Anyway, on a mobo with a 333mhz FSB, how much further over that could I get? I just raid in PC format I could put a better northbridge cooler on and put the excisting cooler on the southbridge to get further past the max FSB. This work!?
Thanks for any help.
Dan.
Its on an FSB of 334 atm, never exactly on the said FSB as always.
Anyway, on a mobo with a 333mhz FSB, how much further over that could I get? I just raid in PC format I could put a better northbridge cooler on and put the excisting cooler on the southbridge to get further past the max FSB. This work!?
Thanks for any help.
Dan.
Colin
Remember, the DDR speed is 2*FSB. So your FSB is 166 MHz in reality. I don't think the board will do more than this, but I'm not familiar with Gigabytes.
To get a higher FSB, you have to set it higher some how. Some times this is by a jumper on the board that changes between 100, 133, 166, 200 MHz. Some times it is in the BIOS. You may be able to raise the FSB in much smaller increments as well. I don't know for your board.

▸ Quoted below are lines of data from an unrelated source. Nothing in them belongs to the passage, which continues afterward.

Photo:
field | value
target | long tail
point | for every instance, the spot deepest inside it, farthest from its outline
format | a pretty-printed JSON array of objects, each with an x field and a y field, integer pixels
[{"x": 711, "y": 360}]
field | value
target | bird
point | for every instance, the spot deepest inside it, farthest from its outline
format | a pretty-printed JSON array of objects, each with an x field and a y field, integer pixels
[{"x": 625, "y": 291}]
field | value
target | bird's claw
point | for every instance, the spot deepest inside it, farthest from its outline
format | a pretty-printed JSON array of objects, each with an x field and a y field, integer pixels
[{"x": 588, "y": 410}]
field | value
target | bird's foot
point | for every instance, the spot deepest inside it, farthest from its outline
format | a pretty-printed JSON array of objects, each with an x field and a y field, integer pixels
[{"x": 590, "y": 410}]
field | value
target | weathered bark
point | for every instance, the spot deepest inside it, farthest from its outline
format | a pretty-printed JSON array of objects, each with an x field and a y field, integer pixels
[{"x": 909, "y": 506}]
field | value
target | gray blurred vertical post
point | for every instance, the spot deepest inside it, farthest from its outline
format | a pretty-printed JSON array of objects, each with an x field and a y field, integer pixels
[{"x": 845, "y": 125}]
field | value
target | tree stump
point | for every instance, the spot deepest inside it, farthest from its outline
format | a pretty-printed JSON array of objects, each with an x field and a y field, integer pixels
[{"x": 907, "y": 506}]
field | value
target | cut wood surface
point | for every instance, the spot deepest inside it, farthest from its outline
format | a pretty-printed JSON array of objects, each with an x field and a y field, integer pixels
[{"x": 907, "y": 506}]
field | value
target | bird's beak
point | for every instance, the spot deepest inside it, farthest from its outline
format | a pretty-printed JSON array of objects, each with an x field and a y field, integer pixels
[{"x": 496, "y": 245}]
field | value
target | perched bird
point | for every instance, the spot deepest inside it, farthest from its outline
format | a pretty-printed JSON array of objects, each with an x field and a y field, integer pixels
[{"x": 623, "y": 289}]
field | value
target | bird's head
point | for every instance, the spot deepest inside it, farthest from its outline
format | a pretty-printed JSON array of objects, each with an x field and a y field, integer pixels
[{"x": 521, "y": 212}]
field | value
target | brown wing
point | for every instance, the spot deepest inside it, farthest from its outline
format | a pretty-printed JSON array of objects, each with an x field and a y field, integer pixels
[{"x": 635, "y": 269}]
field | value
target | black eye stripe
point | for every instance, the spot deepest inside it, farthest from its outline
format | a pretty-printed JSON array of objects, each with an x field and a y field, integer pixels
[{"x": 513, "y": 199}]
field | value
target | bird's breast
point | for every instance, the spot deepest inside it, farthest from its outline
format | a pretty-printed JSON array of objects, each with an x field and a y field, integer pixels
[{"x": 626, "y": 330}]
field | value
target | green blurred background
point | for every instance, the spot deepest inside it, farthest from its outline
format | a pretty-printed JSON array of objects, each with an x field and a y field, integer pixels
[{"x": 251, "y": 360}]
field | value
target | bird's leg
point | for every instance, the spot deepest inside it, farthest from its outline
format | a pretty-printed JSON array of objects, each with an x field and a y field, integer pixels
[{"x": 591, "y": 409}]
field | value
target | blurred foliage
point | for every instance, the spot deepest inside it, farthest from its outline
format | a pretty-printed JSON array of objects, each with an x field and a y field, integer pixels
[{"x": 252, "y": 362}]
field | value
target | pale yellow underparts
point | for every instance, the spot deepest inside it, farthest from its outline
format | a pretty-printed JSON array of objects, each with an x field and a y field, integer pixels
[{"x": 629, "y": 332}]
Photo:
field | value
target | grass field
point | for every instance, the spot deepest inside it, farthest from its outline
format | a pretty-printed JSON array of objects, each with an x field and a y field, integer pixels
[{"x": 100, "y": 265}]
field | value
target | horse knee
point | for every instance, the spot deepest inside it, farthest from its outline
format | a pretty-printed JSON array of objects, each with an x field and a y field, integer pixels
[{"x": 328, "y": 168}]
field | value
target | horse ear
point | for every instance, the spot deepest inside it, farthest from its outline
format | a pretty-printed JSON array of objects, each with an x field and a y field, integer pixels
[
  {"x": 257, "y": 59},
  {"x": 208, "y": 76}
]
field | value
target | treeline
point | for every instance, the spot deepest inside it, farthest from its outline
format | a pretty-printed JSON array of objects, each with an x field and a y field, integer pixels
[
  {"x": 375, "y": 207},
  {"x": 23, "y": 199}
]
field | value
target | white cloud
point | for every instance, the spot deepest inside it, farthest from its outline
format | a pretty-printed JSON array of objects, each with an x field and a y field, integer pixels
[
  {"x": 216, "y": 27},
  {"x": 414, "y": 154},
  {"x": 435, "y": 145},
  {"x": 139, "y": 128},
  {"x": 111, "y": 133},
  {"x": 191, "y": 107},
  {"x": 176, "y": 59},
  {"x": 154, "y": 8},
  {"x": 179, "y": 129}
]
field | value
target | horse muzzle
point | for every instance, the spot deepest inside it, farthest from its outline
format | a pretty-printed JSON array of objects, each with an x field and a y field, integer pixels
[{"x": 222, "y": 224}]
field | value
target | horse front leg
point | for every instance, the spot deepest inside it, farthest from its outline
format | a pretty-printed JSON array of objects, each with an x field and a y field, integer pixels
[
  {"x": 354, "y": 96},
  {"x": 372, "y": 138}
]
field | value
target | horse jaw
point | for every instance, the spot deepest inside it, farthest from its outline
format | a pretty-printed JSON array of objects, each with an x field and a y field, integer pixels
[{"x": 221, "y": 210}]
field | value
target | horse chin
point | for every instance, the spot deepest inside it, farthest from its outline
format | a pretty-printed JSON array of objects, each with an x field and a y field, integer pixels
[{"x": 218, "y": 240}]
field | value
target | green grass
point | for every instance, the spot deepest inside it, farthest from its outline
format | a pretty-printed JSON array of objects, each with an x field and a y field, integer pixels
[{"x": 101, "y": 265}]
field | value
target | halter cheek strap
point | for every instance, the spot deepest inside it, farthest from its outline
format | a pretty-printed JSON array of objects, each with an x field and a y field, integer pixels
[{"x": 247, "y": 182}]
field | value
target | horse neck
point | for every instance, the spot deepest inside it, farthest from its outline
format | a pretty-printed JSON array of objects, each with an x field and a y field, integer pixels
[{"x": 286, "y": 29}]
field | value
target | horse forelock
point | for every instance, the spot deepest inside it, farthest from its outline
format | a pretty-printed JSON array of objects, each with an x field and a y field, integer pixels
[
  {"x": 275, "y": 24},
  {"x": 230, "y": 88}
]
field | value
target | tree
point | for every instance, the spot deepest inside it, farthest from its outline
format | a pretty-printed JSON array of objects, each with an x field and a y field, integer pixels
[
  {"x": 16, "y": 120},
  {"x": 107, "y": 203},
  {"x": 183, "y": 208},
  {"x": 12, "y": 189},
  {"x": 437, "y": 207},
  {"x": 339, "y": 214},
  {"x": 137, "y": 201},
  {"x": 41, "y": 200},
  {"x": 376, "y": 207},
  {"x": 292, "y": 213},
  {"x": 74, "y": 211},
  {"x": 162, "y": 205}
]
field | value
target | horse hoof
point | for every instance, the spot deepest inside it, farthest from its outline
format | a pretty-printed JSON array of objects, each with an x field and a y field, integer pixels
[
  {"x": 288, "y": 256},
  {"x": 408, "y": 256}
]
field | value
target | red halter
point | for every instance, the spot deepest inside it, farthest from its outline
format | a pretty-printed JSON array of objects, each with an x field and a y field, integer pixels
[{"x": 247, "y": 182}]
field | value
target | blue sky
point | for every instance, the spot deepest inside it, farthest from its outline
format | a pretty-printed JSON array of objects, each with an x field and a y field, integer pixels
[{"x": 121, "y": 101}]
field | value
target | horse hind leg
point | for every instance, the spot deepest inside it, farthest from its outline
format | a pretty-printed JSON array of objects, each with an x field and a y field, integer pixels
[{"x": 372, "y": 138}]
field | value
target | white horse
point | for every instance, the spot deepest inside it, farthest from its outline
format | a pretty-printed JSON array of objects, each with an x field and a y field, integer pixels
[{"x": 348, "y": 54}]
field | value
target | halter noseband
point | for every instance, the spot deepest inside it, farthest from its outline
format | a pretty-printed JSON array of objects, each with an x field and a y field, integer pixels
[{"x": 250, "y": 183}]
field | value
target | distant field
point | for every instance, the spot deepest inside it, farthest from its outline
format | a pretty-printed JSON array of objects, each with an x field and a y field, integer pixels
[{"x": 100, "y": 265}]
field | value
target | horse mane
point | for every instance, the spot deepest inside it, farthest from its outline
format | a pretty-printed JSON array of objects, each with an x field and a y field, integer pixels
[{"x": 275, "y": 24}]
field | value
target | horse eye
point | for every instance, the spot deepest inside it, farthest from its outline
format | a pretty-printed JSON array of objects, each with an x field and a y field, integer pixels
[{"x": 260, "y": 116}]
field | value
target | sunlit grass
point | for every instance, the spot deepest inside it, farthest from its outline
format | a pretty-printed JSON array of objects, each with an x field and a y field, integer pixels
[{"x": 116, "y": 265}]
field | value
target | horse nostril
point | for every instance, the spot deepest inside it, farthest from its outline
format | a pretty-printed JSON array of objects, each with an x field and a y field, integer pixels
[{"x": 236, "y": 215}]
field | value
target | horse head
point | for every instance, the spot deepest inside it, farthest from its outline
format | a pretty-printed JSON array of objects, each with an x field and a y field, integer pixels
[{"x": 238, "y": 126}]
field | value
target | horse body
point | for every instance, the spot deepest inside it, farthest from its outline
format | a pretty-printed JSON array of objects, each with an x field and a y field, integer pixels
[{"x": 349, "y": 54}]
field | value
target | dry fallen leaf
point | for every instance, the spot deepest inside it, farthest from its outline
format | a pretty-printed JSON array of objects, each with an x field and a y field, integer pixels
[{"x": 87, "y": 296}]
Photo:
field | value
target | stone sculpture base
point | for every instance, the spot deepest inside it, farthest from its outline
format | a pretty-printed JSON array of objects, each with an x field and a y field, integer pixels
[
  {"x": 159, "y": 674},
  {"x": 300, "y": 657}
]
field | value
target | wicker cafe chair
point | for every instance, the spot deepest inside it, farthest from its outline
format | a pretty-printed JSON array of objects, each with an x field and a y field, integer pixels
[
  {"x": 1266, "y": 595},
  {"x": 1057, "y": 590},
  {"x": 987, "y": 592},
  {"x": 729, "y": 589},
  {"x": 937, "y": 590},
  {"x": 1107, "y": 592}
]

What I do know though is that just cooling the bridges themselves won't make anything run faster. You need to set it higher for that.
Depending on what week the chip is from, you may have an unlocked multiplier, you may not. If you do, then instead of using a 12.5 multiplier, you could keep the FSB at 166 MHz and use say a 14 multiplier to reach 2324 MHz. If it is locked, you need a better motherboard to get good overclocks out of it.